Tuesday, February 19, 2008

Defining China's middle class - a key discussion

China's middle class and what it exactly might mean is already an ongoing debate for a long time. Helen Wang is preparing a book on the subject, so it is interesting to see how she defines the middle class. In one of her latest blog-entries she defines it:
To me, it’s simple: the middle class are people who are not poor or rich, who have disposable incomes to consume, and who can follow their own dreams and pursue their own futures.
Helen Wang clearly wants to keep things simple, as she comment on some of the other definitions. I disagree with her and think the qualification is mainly a political category in the west and therefore does not apply automatically to any category in China. With Wang's all to simple definition even Burma will have a middle class. Of course, you can bring it back to a basic buffer between the rich and the poor, but even when you take that simple approach, the middle class in Shanghai will be defined differently in Lhasa.
At Chinabiz Speakers we are contemplating some major debates on the middle class in China. It is still very much in the phase of contemplation and of course, we mainly want to encourage the debate, not finish it. In our business we have an interest in getting the debate going.

6 comments:

Anonymous said...

In our post we argue the importance of a political element of a Chinese 'middle class' discussion. Consider it as our attempt to get the discussion going (although we are not in the business of getting it going)...

Unknown said...

The middle class is in between rich and poor. Of course. But you have to agree and use measurable parameters to define.
It can be income (higher than 8000 rmb/month?). Education (at least secondary school?). Savings. Having a car. Travelling in China and/or abroad. Buying foreign brands regularly.

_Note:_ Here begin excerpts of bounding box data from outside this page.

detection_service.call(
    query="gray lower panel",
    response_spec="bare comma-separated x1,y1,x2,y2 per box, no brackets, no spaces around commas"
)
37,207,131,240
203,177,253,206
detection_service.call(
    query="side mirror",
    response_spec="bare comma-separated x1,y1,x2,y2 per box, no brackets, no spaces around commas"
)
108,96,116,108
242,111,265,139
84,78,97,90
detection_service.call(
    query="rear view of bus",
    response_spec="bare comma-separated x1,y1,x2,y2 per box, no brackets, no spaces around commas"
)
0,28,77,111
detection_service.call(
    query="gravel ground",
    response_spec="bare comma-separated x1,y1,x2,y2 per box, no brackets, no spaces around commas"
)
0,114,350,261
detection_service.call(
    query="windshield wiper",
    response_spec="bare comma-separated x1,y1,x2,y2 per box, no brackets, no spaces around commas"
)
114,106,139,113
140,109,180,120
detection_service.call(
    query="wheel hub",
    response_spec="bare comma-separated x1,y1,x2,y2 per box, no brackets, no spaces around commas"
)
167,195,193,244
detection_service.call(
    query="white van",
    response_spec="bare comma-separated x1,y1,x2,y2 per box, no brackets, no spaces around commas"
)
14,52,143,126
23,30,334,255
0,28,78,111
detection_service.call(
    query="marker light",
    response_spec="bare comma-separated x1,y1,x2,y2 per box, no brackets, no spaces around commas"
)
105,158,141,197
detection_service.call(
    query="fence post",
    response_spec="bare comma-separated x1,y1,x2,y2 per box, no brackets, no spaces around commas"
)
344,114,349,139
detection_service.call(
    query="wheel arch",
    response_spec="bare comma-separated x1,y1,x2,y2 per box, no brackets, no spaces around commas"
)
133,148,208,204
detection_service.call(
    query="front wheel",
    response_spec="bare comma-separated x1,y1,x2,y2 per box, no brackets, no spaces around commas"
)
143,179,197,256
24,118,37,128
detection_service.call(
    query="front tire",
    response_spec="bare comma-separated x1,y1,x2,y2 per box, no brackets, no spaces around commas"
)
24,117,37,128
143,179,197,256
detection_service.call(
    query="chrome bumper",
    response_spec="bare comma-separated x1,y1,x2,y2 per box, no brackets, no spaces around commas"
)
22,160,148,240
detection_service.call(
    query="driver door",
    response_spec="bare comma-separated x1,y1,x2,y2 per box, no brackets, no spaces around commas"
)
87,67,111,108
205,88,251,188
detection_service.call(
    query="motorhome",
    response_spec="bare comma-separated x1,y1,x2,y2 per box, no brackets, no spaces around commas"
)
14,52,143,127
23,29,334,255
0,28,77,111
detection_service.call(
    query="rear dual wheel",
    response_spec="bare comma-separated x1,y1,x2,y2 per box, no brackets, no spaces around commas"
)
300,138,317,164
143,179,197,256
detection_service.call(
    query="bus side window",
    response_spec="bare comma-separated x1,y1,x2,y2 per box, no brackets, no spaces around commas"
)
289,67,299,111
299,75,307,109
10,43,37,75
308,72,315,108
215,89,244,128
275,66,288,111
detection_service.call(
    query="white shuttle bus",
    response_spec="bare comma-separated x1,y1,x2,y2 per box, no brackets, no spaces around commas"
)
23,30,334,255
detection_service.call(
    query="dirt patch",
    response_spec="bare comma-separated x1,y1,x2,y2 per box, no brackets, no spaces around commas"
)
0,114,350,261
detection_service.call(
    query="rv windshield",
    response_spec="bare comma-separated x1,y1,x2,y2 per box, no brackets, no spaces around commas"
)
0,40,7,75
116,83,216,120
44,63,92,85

Dragonomics once did a study on that. Their ‘consuming China’ group can be considered as the middle class. The ‘surviving China” group is not.

PS. If you’re among the 200 millions that have internet at home (or at least easy access) then you probably are a middle class adult or kid in middle class family.

China Herald said...

I agree with Peter: you cannot only look at the figures, but do need a good understanding of the political climate different groups are operating in. Bringing the middle class discussion back to only figures is going to be contraproductive.

Helen Wang said...

Fons,

Thanks for the article. But I really don't understand what is this fuss all about. In America, if you ask people what is the "middle class," they would tell you exactly the same thing: they are not rich or poor, they want to send their kids to college, own houses, etc. I agree the term may have many connotations such as consumerism, environment and energy, democracy, culture, lifestyle, spirituality, etc. etc. But it's not any more political than some people want to make it to.

China Herald said...

What is called the "middle class" depends very much on the time and the place where you use it. More than in Europe, in the US the ambition to be middle class is overwhelming, even when people are according to economic standards rather poor or rather rich.
In China being "middle class" is hardly an ambition. When people have an ambition, they want to be filthy rich - although not everybody might achieve that goals. Being middle class my Chinese friends see as losers, who are satisfied with less than they can get.

Helen Wang said...

Not true, Fons. You may talked to the elites or the super rich. People I talked to consider the middle class a badge of honor. Some of them earn much more than what I think to be a middle class, but they still humbled themselves "not a middle class yet." Somehow they associate the middle class with certain lifestyle and intellectual capacity. But I see you point, and I also met people like that, whom I don't consider the middle class.